While Your Eyes Are Closed

by mckendie



Category: Haikyuu!!
Genre: Arranged Marriage, Basilisks, Blind Character, Mentioned Near Death Experiences, Multi, Semi "he's my best friend" Eita, non-binary Semi, who totally does not have a thing for princes
Language: English
Status: In-Progress
Published: 2017-10-30
Updated: 2017-10-30
Packaged: 2019-01-26 10:54:22
Rating: Teen And Up Audiences
Warnings: Creator Chose Not To Use Archive Warnings
Chapters: 1
Words: 1,342
Publisher: archiveofourown.org
Story URL: https://archiveofourown.org/works/12555864
Author URL: https://archiveofourown.org/users/mckendie/pseuds/mckendie
Summary: Semi Eita makes an executive decision after meeting Tendou Satori and fighting off an infestation that threatens their best friend's wedding.They need to stop falling in love with princes.





	While Your Eyes Are Closed

**Author's Note:**

> i'm really bummed i didn't get to finish the big stuff (tm) but the next chapters will be posted soon!  
> (aka writing out of order finally came around to bite me in the ass)

Eita had sat at the youngest prince's right hand since he was six, orphaned and welcomed into the castle as an apprentice. They had been tutored together, heads bowed close as Eita read the pages aloud for Wakatoshi, slow and mispronounced but recited with a smile. They had waited at the edge of the courtyard when Wakatoshi had to practice fighting, quiet, with their eyes closed, trying to see as Wakatoshi did. The shuffle of feet across the dusty floor and the whistle of wooden practice blades slicing through the air bounced too easily off the castle's stone walls for it to work.

Wakatoshi had always been there for them, the only other child their age on the grounds.

“I'm getting married,” Wakatoshi had told them while they were relaxing in the garden, back to back, sheltered by walls of hedges. The flowers had been in full bloom.

Eita had felt like they couldn't breath, reminded of how Ushijima had described having the wind knocked out of him during his lessons with the wooden practice swords.

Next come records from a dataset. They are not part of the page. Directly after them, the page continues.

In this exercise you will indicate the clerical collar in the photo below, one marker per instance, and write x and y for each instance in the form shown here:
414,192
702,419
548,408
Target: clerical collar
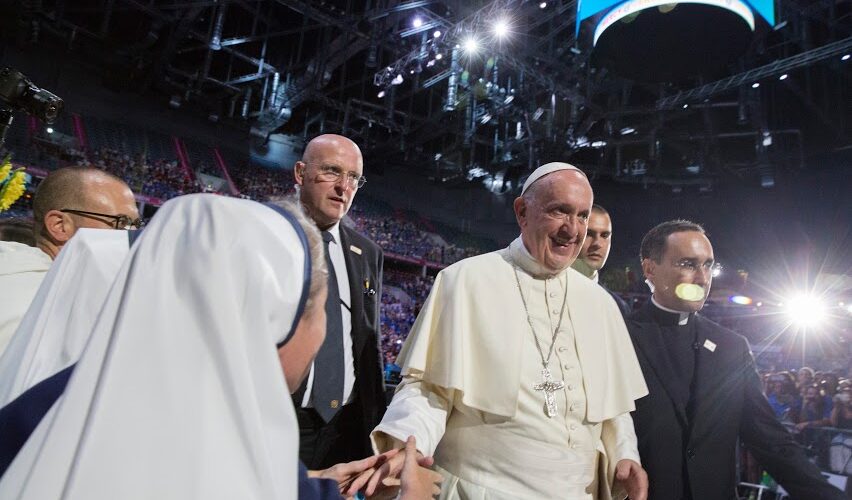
668,316
335,232
523,259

They held no illusions that the king hadn’t arranged this, just as they held no illusions that Wakatoshi would follow his father's word until the day he died, loyal to a fault.

“Where are they from?” the congratulations was unspoken but there, and they grinned, feeble and half-hearted, but leaking into their voice enough that Wakatoshi wouldn't bother to question them.

Somehow, in that moment, the prospect of marriage seemed like a goodbye.

 

* * *

 

Tendou Satori was tall, thin, and almost as regal as Wakatoshi when he swept into the throne room with an accompaniment of advisors and servants.

Something icy and bitter had twisted in Eita’s gut as they narrowed their eyes, peering at the man's fiery hair and pale skin, dotted with freckles to match the ones Wakatoshi gained in the heat of summer.

They tapped lightly at Wakatoshi's shoulder, a brush of their pinky against the thin fabric of his tunic. He leaned into the touch before standing, Eita just behind him as he set off down the stairs.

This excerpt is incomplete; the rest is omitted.